Jika ada kesalahan, maka kesalahan terbesar justeru pada perkaderan HMI sendiri, yang membuat HMI menjadi gagap terhadap berkembangnya era demokratisasi di Indonesia, terlebih-lebih karena para kadernya terlalu terbiasa meniru abang-abangnya yang pingin berkuasa melalui birokrasi negara. Memang… untuk ini Noercholish bisa disebut bersalah sekaligus berjasa…tapi itulah harga sebuah pilihan politik!
Rasa marah, minder, gemes, dan mungkin muak di kalangan orang-orang yang pernah aktif di HMI terhadap sepak terjang HMI dewasa ini, terutama setelah mengamati Kongres HMI di Makassar, sangat masuk akal dan bisa dimengerti.

Memang, HMI perlu perubahan revolusioner!
Sayangnya, momentum terjadinya perubahan seperti itu tidak tersedia lagi. Demokrasi menghendaki kesabaran, keuletan, dan ketelatenan…terutama dalam membangun konsensus bagi lahirnya tradisi organisasi yang baik.

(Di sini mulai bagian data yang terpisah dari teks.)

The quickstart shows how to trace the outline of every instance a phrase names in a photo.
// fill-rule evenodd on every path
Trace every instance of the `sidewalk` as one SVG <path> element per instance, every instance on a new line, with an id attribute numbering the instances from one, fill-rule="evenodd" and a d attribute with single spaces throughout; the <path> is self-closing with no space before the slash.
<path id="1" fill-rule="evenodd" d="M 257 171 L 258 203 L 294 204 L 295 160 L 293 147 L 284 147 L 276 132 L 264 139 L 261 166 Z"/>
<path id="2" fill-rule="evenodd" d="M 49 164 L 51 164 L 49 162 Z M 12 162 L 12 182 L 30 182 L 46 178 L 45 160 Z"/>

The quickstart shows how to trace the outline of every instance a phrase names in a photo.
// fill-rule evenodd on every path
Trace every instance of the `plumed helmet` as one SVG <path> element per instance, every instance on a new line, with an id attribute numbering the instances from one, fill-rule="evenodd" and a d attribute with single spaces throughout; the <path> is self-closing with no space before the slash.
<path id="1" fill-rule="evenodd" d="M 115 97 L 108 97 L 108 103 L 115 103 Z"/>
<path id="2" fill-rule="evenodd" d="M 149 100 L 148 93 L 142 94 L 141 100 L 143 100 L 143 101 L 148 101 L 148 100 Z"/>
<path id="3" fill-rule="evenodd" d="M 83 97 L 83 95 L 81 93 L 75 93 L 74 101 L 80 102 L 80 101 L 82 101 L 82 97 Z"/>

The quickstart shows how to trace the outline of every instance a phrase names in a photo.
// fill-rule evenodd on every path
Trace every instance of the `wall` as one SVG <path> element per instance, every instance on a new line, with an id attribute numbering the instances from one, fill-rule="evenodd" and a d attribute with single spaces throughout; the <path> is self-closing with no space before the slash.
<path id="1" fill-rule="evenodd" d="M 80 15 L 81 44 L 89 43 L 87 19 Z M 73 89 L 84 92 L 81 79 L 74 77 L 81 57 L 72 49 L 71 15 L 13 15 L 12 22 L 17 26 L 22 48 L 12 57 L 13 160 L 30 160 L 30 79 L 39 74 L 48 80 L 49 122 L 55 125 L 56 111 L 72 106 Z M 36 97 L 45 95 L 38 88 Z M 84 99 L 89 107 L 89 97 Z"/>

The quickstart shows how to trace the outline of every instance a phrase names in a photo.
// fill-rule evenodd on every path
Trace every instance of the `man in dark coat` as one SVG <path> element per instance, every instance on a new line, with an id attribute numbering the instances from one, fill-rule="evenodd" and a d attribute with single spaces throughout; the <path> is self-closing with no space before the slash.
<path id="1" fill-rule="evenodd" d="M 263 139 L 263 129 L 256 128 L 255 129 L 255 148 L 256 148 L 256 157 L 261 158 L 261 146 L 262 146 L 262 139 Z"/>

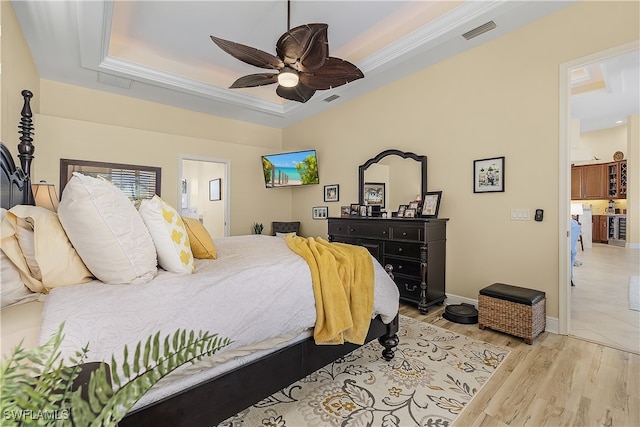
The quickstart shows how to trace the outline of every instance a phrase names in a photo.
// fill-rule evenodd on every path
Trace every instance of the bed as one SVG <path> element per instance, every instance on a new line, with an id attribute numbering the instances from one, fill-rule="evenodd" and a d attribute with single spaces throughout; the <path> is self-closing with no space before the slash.
<path id="1" fill-rule="evenodd" d="M 4 145 L 0 147 L 2 207 L 6 209 L 15 205 L 33 204 L 28 173 L 35 152 L 31 138 L 31 96 L 30 92 L 23 91 L 24 105 L 18 147 L 21 167 L 16 167 Z M 63 222 L 62 202 L 60 209 L 60 222 Z M 116 354 L 117 351 L 110 353 L 117 350 L 113 347 L 114 342 L 135 340 L 136 332 L 143 335 L 141 338 L 146 338 L 148 328 L 166 329 L 173 324 L 191 329 L 204 325 L 211 332 L 229 334 L 235 340 L 228 351 L 225 349 L 211 359 L 205 359 L 204 364 L 184 366 L 167 384 L 158 384 L 157 389 L 154 386 L 153 393 L 150 391 L 145 395 L 122 420 L 119 424 L 122 426 L 216 425 L 361 345 L 350 342 L 339 345 L 315 343 L 313 323 L 316 320 L 316 309 L 313 294 L 309 290 L 305 291 L 310 285 L 302 286 L 310 280 L 309 267 L 287 247 L 282 238 L 234 236 L 216 239 L 214 243 L 218 250 L 217 258 L 195 259 L 195 273 L 192 275 L 158 269 L 150 281 L 139 286 L 113 286 L 102 280 L 89 278 L 89 281 L 82 280 L 78 284 L 56 287 L 46 297 L 32 296 L 30 301 L 3 307 L 3 344 L 6 335 L 9 340 L 26 337 L 27 345 L 35 345 L 54 331 L 63 319 L 66 322 L 65 333 L 70 335 L 67 348 L 63 346 L 63 351 L 71 352 L 75 345 L 84 345 L 88 340 L 90 349 L 94 344 L 100 344 L 96 354 L 92 355 L 97 359 L 106 354 Z M 269 254 L 265 255 L 267 251 Z M 250 264 L 249 260 L 252 261 Z M 365 330 L 366 338 L 363 341 L 367 343 L 377 339 L 384 348 L 383 357 L 391 360 L 394 348 L 398 345 L 397 288 L 375 260 L 373 264 L 373 314 L 369 316 L 371 321 Z M 267 273 L 263 269 L 273 269 L 277 265 L 281 265 L 280 270 L 287 271 L 289 275 L 278 280 L 264 280 Z M 208 283 L 214 277 L 216 280 L 220 279 L 219 282 L 215 285 Z M 244 281 L 240 282 L 241 280 Z M 278 293 L 278 284 L 275 282 L 282 282 L 288 287 L 287 292 Z M 238 286 L 237 283 L 242 283 L 242 292 L 224 290 L 225 287 Z M 249 287 L 251 283 L 259 286 Z M 295 304 L 287 306 L 284 300 L 292 287 L 302 288 L 303 293 L 291 298 Z M 158 289 L 162 291 L 157 292 Z M 176 289 L 188 289 L 189 292 Z M 153 294 L 161 294 L 162 297 L 152 300 L 151 298 L 155 298 Z M 275 297 L 278 295 L 279 297 Z M 267 298 L 268 296 L 273 297 Z M 221 299 L 227 301 L 227 304 L 213 306 L 213 303 L 208 302 Z M 100 304 L 92 306 L 97 300 Z M 120 304 L 118 310 L 114 309 L 116 302 Z M 273 311 L 287 313 L 288 318 L 283 319 L 281 315 L 279 317 L 268 312 L 270 310 L 264 309 L 266 303 L 274 304 Z M 77 309 L 74 309 L 74 304 Z M 193 307 L 201 306 L 206 311 L 208 304 L 210 307 L 222 308 L 211 309 L 207 315 L 193 314 Z M 240 314 L 235 308 L 243 305 L 246 305 L 243 307 L 245 311 Z M 99 323 L 96 319 L 87 317 L 97 307 L 104 311 L 95 318 L 108 319 L 111 316 L 115 319 L 118 312 L 125 309 L 129 313 L 135 313 L 135 320 L 119 319 Z M 292 311 L 294 308 L 297 311 Z M 155 315 L 158 311 L 163 316 Z M 158 323 L 158 317 L 171 319 L 175 323 Z M 233 322 L 230 322 L 232 325 L 221 326 L 222 321 L 229 318 L 233 318 Z M 238 320 L 241 318 L 249 323 L 242 324 Z M 191 321 L 195 324 L 190 323 Z M 127 328 L 128 324 L 135 324 L 136 327 Z M 123 338 L 121 334 L 126 329 L 132 329 L 134 335 Z M 35 333 L 38 334 L 37 339 L 34 338 Z M 111 341 L 105 338 L 110 335 L 116 336 L 115 341 L 113 338 Z M 100 339 L 96 339 L 98 337 Z"/>

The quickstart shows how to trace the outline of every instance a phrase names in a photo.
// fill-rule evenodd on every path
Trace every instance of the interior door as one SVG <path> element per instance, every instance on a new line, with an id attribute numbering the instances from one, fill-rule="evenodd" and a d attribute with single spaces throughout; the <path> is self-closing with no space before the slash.
<path id="1" fill-rule="evenodd" d="M 180 161 L 181 214 L 200 220 L 214 238 L 229 235 L 229 165 L 224 159 L 189 156 Z"/>

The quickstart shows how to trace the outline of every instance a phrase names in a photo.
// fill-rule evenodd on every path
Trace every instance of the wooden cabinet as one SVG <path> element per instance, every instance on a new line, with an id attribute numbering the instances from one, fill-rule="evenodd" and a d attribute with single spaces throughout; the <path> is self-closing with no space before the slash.
<path id="1" fill-rule="evenodd" d="M 329 218 L 329 241 L 366 247 L 391 266 L 400 299 L 422 313 L 445 295 L 446 219 Z"/>
<path id="2" fill-rule="evenodd" d="M 625 199 L 627 161 L 571 166 L 571 200 Z"/>
<path id="3" fill-rule="evenodd" d="M 609 235 L 607 233 L 607 215 L 593 215 L 591 217 L 591 241 L 596 243 L 607 243 Z"/>

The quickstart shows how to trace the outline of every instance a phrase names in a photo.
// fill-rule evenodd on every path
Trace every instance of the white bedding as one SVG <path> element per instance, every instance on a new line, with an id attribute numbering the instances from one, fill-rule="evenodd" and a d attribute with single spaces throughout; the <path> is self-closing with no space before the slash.
<path id="1" fill-rule="evenodd" d="M 197 260 L 192 275 L 160 271 L 143 285 L 93 281 L 52 290 L 45 302 L 40 343 L 65 322 L 63 357 L 88 343 L 88 361 L 109 362 L 112 355 L 120 361 L 124 344 L 132 348 L 157 331 L 164 336 L 177 328 L 206 330 L 234 341 L 216 360 L 204 363 L 210 368 L 232 349 L 263 348 L 266 353 L 309 335 L 316 317 L 309 268 L 284 239 L 237 236 L 217 239 L 215 245 L 218 259 Z M 380 314 L 388 323 L 398 312 L 398 290 L 380 264 L 373 264 L 373 315 Z M 206 372 L 200 363 L 181 369 L 188 375 L 165 378 L 163 386 L 150 390 L 136 407 L 218 372 Z"/>

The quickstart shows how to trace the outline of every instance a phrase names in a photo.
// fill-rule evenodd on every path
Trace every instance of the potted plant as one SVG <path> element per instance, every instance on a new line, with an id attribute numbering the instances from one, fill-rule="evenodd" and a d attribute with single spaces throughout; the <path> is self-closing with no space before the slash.
<path id="1" fill-rule="evenodd" d="M 2 425 L 115 426 L 161 378 L 231 343 L 228 338 L 202 331 L 177 330 L 164 339 L 158 332 L 139 342 L 133 357 L 125 346 L 122 366 L 113 357 L 111 366 L 94 364 L 87 386 L 74 389 L 74 381 L 87 366 L 88 346 L 76 353 L 71 366 L 65 365 L 59 352 L 63 327 L 39 347 L 18 345 L 3 361 Z"/>

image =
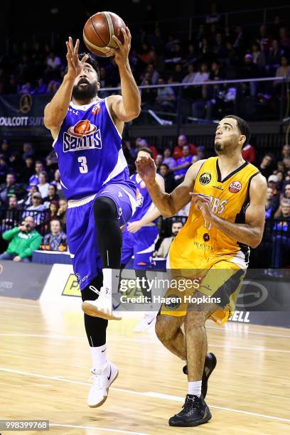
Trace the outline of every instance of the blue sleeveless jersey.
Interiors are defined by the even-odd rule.
[[[152,200],[150,198],[150,195],[148,193],[147,188],[146,187],[145,183],[142,181],[140,176],[138,173],[134,173],[131,176],[131,181],[134,181],[136,187],[137,188],[136,191],[136,208],[133,216],[129,222],[135,222],[136,220],[140,220],[143,216],[147,213],[150,207],[153,208]],[[152,222],[156,223],[158,219],[153,220]]]
[[[85,106],[70,103],[53,143],[68,200],[97,193],[109,183],[136,190],[121,141],[106,99]]]

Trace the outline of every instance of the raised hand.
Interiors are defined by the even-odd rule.
[[[151,157],[139,157],[135,161],[137,172],[145,183],[153,183],[156,176],[156,166]]]
[[[72,39],[70,36],[68,41],[65,41],[68,49],[66,58],[68,61],[68,78],[74,80],[79,74],[80,74],[83,64],[87,60],[88,55],[85,55],[81,60],[78,58],[78,48],[80,45],[80,40],[77,39],[75,45],[73,45]]]

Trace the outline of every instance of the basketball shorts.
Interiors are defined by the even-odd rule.
[[[134,255],[134,269],[149,269],[155,265],[153,252],[159,238],[156,225],[143,227],[136,232],[129,232],[127,225],[123,234],[122,264],[127,264]]]
[[[135,190],[121,183],[104,186],[95,195],[68,201],[68,244],[80,290],[90,284],[102,271],[93,207],[95,200],[101,196],[110,198],[115,203],[120,227],[131,219],[136,210]]]
[[[170,273],[171,283],[177,282],[177,285],[167,290],[165,297],[168,301],[162,304],[160,313],[182,316],[186,315],[188,309],[208,310],[209,317],[222,325],[235,311],[246,271],[228,260],[218,259],[207,269],[171,269]],[[185,280],[189,285],[184,285]],[[203,295],[205,296],[205,301],[198,303],[196,299]],[[192,303],[190,298],[193,298]]]

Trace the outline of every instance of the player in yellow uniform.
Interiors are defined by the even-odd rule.
[[[171,247],[168,266],[177,279],[198,279],[195,281],[198,288],[193,285],[187,296],[210,296],[213,301],[188,306],[184,298],[179,304],[163,305],[157,316],[159,340],[188,366],[188,394],[181,412],[169,419],[171,426],[198,426],[211,418],[201,394],[202,379],[203,383],[204,379],[207,382],[205,322],[209,317],[218,324],[227,320],[245,274],[249,247],[256,247],[262,237],[267,182],[255,166],[242,159],[241,151],[249,139],[244,119],[235,115],[223,118],[215,138],[218,157],[192,165],[183,182],[170,194],[162,192],[155,181],[153,159],[136,162],[163,216],[174,215],[191,200],[188,219]],[[176,293],[169,289],[166,296]],[[181,329],[183,323],[185,334]]]

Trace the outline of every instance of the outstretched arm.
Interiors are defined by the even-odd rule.
[[[114,60],[118,66],[121,79],[122,97],[112,95],[107,99],[109,107],[114,121],[128,122],[136,118],[141,112],[141,97],[129,63],[128,56],[131,47],[131,33],[127,27],[122,28],[124,44],[116,36],[113,38],[118,45]]]
[[[58,136],[59,129],[68,112],[72,98],[72,92],[75,77],[80,73],[83,64],[87,60],[85,55],[82,60],[78,58],[80,41],[77,39],[75,47],[72,38],[66,41],[68,53],[68,72],[58,91],[44,109],[44,125],[51,131],[53,139]]]
[[[174,216],[190,200],[198,171],[204,160],[195,163],[187,171],[183,181],[171,193],[163,192],[156,181],[156,166],[151,157],[140,157],[136,161],[138,173],[144,181],[152,201],[161,215],[166,218]]]
[[[257,175],[252,180],[249,205],[246,210],[245,224],[230,222],[213,214],[208,197],[193,193],[192,198],[196,207],[201,210],[207,224],[220,230],[235,240],[255,248],[263,237],[267,188],[266,179],[261,174]]]

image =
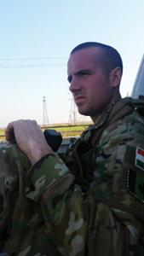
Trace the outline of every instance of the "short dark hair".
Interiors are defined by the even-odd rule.
[[[112,46],[96,42],[86,42],[76,46],[71,52],[74,52],[82,49],[90,47],[100,47],[101,49],[101,59],[99,60],[100,66],[105,73],[109,74],[112,69],[117,67],[121,68],[121,75],[123,74],[123,61],[119,53]]]

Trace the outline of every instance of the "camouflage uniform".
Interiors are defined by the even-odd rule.
[[[144,118],[134,108],[144,102],[132,103],[112,103],[66,154],[32,166],[17,145],[1,147],[1,250],[144,255]]]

Memasang kepercayaan tinggi bahwa HMI akan mampu melakukan hal itu memang sangat beresiko. Investasi ke arah itu memerlukan syarat mutlak, antara lain: Masa depan anak-anak HMI harus ditentukan oleh anak-anak HMI sendiri, bukan oleh alumninya, oleh kelompok-kelompok tertentu di luar HMI, apalagi oleh kekuasaan negara sebagaimana di waktu lalu. HMI harus memilih jalan yang tegas, yakni sebagai anak umat Islam sekaligus anak bangsa Indonesia. Ini semua membuka peluang luar biasa besarnya bagi “rekayasa masa depan HMI,” karena hampir seluruhnya mengandalkan kreatifitas yang bersifat lokal.
Meniru Angkatan Belia Islam Malaysia (ABIM), sejak lama setelah berakhirnya kepemimpinan Datuk Anwar Ibrahim di ABIM yang sangat bersejarah, telah dimapankan model-model organisasi yang bersifat federatif, dan sepenuhnya menyatu ke dalam barisan umat Islam Malaysia, sekaligus menjadi penyuplai utama dalam sistem politik Malaysia yang didominasi para puak Melayu.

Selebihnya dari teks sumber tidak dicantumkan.